As water recycles itself through nature, the supply would seem inexhaustible but, water pollution reduces the amount of life-supporting, quality water that is available for wild life and for human use. The following are the common pollutants and their effects:



Disease-carrying agents such as bacteria and viruses

sickness and even death (80% of the diseases in the world are carried by water)

Oxygen-demanding wastes such as organic wastes that use oxygen to decompose

deplete dissolved oxygen levels; may change the type of species that a water body can support; may end ability to support most life forms

Water-soluble inorganic chemicals such as acids, salts, and toxic metals

make water unsuitable for drinking

Inorganic plant nutrients such as nitrates and phosphates

cause excessive plant growth and algal blooms which deprive waters of oxygen

Chemical Compounds such as oils, gasoline, detergents, pesticides, and cleaning solvents

threaten human health and decrease water quality; impact on plants and animals include irritants, toxicity, deformities, etc.

Sediments or suspended matter that are insoluble

decrease water quality and destroy spawning or feeding grounds; build-up in gills killing fish and other species

Radioactive substances

pass through food chains causing deformities, cancer, genetic damage and death

Heat, is increased when vegetation is cleared along watercourses, or when ground water is exposed to the sun's energy in ponds. It may also be produced if the water that used in the cooling processes in manufacturing or power plants is released uncooled into waterways.
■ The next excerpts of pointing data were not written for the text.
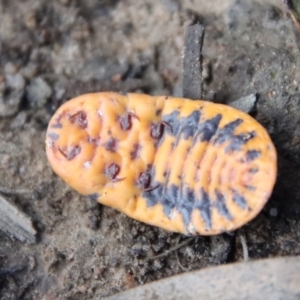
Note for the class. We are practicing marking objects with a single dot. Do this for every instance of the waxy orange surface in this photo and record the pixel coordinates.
(187, 166)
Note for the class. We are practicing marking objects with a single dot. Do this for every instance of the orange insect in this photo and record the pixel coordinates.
(187, 166)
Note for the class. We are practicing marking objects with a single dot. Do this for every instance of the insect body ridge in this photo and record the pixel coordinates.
(187, 166)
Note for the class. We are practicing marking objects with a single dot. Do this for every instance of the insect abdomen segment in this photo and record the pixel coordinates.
(189, 166)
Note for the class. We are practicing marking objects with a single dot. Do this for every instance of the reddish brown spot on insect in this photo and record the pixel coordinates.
(70, 153)
(112, 171)
(111, 145)
(80, 119)
(144, 180)
(134, 153)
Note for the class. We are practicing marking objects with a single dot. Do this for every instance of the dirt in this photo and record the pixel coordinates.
(51, 51)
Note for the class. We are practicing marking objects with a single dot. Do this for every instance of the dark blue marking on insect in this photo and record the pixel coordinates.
(185, 204)
(144, 180)
(189, 124)
(204, 206)
(157, 130)
(221, 206)
(53, 136)
(250, 188)
(80, 119)
(239, 200)
(158, 112)
(125, 122)
(253, 170)
(237, 141)
(56, 126)
(252, 154)
(226, 133)
(94, 196)
(207, 129)
(112, 171)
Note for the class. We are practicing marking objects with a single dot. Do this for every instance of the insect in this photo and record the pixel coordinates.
(187, 166)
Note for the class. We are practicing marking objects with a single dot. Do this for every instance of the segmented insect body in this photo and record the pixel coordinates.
(187, 166)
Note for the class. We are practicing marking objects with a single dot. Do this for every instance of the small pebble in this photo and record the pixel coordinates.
(38, 92)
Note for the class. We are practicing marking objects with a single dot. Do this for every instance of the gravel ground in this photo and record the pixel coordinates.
(51, 51)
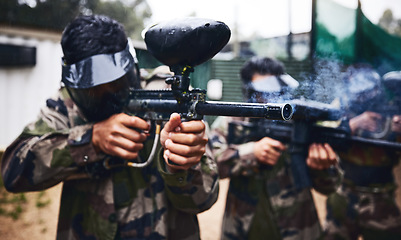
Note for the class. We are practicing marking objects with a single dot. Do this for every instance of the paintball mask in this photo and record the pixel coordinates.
(100, 84)
(271, 89)
(363, 90)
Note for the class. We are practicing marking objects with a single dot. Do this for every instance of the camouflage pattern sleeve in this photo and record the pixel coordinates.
(326, 181)
(195, 190)
(232, 159)
(48, 150)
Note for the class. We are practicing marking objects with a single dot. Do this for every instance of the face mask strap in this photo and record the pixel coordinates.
(99, 69)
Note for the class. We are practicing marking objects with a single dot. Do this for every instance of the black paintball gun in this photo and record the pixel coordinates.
(300, 132)
(183, 44)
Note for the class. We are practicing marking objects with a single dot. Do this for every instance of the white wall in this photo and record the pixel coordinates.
(24, 90)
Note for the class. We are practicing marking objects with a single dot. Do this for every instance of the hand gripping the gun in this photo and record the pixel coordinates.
(183, 44)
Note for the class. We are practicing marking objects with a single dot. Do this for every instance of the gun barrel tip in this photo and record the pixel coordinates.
(287, 112)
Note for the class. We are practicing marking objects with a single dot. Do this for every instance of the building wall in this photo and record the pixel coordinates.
(24, 90)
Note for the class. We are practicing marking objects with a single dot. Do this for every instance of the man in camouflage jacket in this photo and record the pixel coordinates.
(107, 199)
(364, 205)
(263, 201)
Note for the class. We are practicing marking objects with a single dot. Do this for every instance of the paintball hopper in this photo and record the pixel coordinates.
(186, 42)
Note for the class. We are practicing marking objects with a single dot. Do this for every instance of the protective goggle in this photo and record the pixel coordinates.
(99, 69)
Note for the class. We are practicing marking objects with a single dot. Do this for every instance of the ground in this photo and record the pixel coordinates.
(38, 219)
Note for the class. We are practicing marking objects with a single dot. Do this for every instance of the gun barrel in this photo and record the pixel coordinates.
(255, 110)
(161, 109)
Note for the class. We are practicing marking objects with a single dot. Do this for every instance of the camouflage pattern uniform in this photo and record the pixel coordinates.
(262, 200)
(124, 203)
(365, 205)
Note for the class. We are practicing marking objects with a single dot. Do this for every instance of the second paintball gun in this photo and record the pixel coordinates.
(300, 133)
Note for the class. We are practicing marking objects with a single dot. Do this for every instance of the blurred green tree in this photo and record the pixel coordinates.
(389, 23)
(55, 14)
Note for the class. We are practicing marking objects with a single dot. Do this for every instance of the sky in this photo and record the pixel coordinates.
(265, 18)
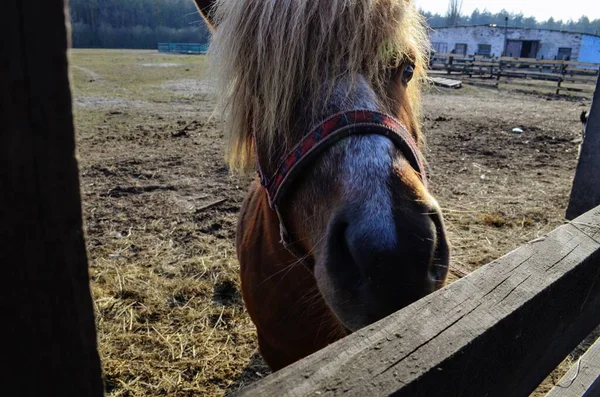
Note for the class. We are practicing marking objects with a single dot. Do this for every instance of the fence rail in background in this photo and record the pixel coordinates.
(508, 68)
(183, 48)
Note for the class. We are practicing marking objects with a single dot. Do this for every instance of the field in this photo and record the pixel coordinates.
(160, 208)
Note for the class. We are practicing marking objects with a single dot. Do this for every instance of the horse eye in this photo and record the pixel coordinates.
(407, 73)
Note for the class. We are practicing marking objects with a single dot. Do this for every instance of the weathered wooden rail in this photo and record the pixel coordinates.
(506, 69)
(183, 48)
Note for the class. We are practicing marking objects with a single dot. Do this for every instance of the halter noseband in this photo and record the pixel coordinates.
(325, 135)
Cold water habitats are reduced, and there is less dissolved oxygen which suppresses immune systems of aquatic life.

How to Assess the Health of a Water Ecosystem

The health of an ecosystem can be identified by the presence (or absence) of certain plants or animals that are known as indicator species. Generally, organisms can tolerate limited amounts of a contaminant. Any levels beyond that limit cause severe stress and possible death. Indicator species are sensitive to environmental stresses at their lowest, commonly referred to as threshold, levels. Amphibians are considered to be good indicator species. They are sensitive to environmental stresses, and as a result, often disappear from unreliable water sources or unhealthy ecosystems. The amphibian tadpole eats aquatic plants, and the terrestrial adult eats invertebrates. With a two-stage life cycle, amphibians may be exposed to contaminants in the air, water, plants or invertebrates. Thus, changes in amphibian populations may be an indicator of environmental change. The permeable skin of amphibians is particularly sensitive to shifts in pH, which often affects the distribution of many species. Although most species avoid acidic conditions, some species, such as the Wood Frog (Rana sylvatica) exhibit a higher tolerance and can be found in more acidic environments.
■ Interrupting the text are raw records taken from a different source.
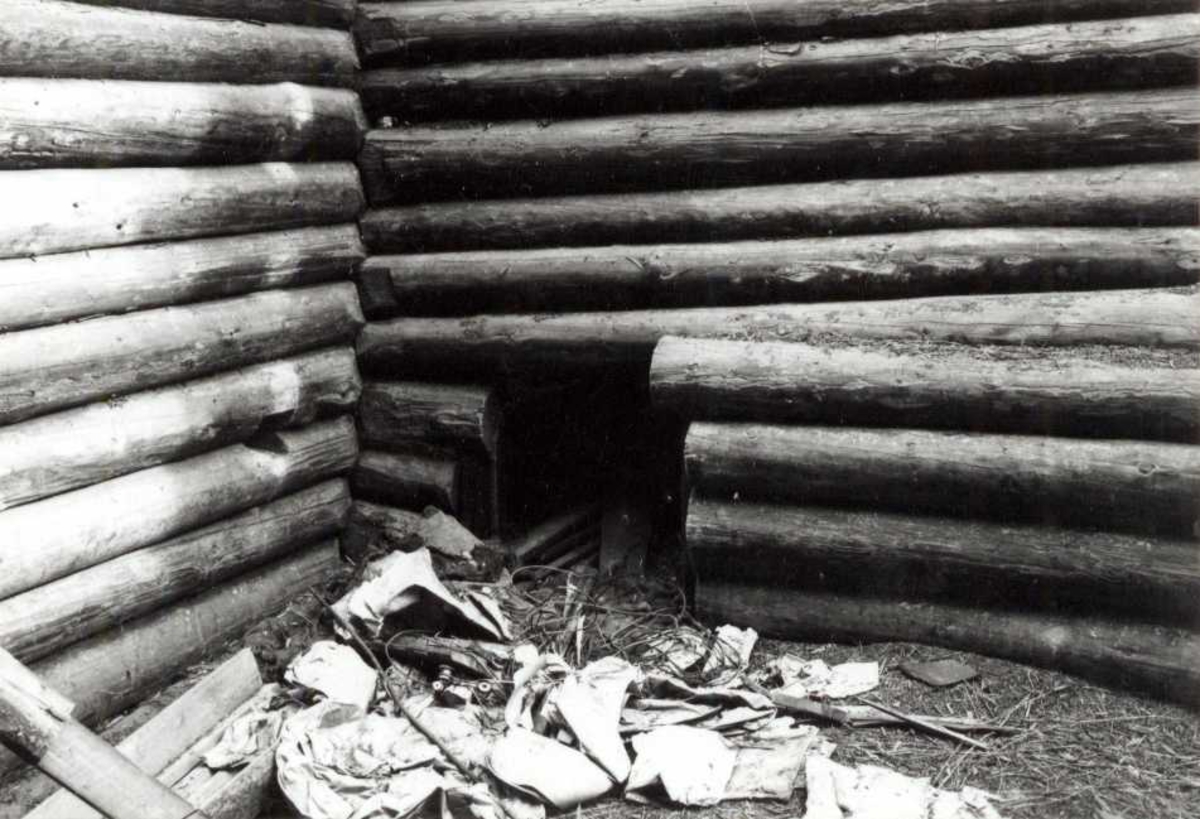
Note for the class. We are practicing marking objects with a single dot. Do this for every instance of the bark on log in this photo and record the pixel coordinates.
(47, 619)
(66, 533)
(55, 288)
(84, 123)
(736, 147)
(407, 480)
(54, 368)
(1033, 393)
(447, 30)
(101, 441)
(1131, 196)
(108, 673)
(324, 13)
(817, 269)
(1141, 52)
(1152, 659)
(395, 413)
(55, 211)
(1120, 485)
(881, 554)
(1162, 317)
(53, 39)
Wetlands are vulnerable to pollution when there is a low turnover of fresh water. The lack of moving water in a wetland reduces the amount of dissolved oxygen found in the water and increases the likelihood of contaminants accumulating in bottom sediments.

Water Quality Testing

An important part of any aquatic study is monitoring and interpreting water quality. You can evaluate the health of an ecosystem by measuring parameters, such as pH and dissolved oxygen, which determine water quality. You can do this on either a short-term comparative basis between sites, or over a long-term at a single site.
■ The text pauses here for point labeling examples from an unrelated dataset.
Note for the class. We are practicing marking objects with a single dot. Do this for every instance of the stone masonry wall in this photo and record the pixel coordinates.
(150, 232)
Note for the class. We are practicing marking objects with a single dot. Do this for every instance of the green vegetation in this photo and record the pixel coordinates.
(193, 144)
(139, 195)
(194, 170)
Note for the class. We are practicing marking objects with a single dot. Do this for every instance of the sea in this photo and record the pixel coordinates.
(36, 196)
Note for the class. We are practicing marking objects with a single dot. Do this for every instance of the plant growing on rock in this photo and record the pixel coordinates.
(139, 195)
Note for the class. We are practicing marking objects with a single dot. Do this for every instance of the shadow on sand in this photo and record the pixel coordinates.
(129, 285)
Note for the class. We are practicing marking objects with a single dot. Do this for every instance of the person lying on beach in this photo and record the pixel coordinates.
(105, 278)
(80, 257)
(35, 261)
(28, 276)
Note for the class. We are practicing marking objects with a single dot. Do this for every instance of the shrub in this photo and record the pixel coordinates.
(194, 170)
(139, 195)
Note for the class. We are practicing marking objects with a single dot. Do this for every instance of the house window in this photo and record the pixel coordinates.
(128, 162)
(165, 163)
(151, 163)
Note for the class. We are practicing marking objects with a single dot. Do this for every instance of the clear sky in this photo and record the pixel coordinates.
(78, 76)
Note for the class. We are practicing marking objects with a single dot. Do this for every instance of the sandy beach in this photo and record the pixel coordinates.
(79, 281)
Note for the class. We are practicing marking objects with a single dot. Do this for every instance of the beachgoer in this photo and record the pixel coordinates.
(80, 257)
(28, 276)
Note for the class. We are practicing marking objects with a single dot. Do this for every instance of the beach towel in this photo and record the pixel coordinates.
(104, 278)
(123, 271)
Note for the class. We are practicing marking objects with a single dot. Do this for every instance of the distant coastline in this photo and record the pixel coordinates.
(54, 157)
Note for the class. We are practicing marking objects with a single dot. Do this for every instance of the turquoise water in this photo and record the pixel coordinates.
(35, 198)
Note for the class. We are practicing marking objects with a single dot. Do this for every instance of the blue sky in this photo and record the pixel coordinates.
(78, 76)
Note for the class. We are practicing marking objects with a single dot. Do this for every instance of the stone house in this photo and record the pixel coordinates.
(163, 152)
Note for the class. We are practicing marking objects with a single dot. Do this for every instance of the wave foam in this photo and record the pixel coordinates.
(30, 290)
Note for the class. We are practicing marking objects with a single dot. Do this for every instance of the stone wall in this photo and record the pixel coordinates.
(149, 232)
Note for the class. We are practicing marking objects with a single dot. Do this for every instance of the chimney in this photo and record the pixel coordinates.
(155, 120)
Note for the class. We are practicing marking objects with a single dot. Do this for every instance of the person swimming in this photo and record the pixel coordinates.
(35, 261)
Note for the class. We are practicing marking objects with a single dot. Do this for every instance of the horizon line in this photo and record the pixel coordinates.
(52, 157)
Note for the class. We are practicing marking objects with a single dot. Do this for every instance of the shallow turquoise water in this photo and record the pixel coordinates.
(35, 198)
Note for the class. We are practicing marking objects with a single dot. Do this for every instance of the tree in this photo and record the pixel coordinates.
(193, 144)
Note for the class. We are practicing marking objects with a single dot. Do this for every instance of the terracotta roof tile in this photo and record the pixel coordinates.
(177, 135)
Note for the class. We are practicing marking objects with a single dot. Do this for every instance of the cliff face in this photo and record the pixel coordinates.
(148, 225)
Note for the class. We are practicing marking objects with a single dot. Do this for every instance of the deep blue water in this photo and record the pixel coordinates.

Each aquatic species has specific requirements and tolerance levels for water quality, and their distribution and abundance is related to changes in environmental conditions. You can use the presence or absence of indicator species to verify the results of your water testing. For example, frogs are highly sensitive to acidity. The burning of fossil fuels causes acid deposition. Acid deposition causes the pH levels in many aquatic ecosystems to drop, resulting in a rapid decrease in the habitat that can sustain a diversity of wild life.

Several relationships exist between tests for the various chemical parameters (i.e., oxygen and carbon dioxide, carbon dioxide and pH, carbon dioxide and alkalinity.) By understanding these relationships, values can be more easily interpreted. A discussion of these relationships and of water quality testing techniques appears in "Unit 7: Get Wet! -Pointers for Field Studies."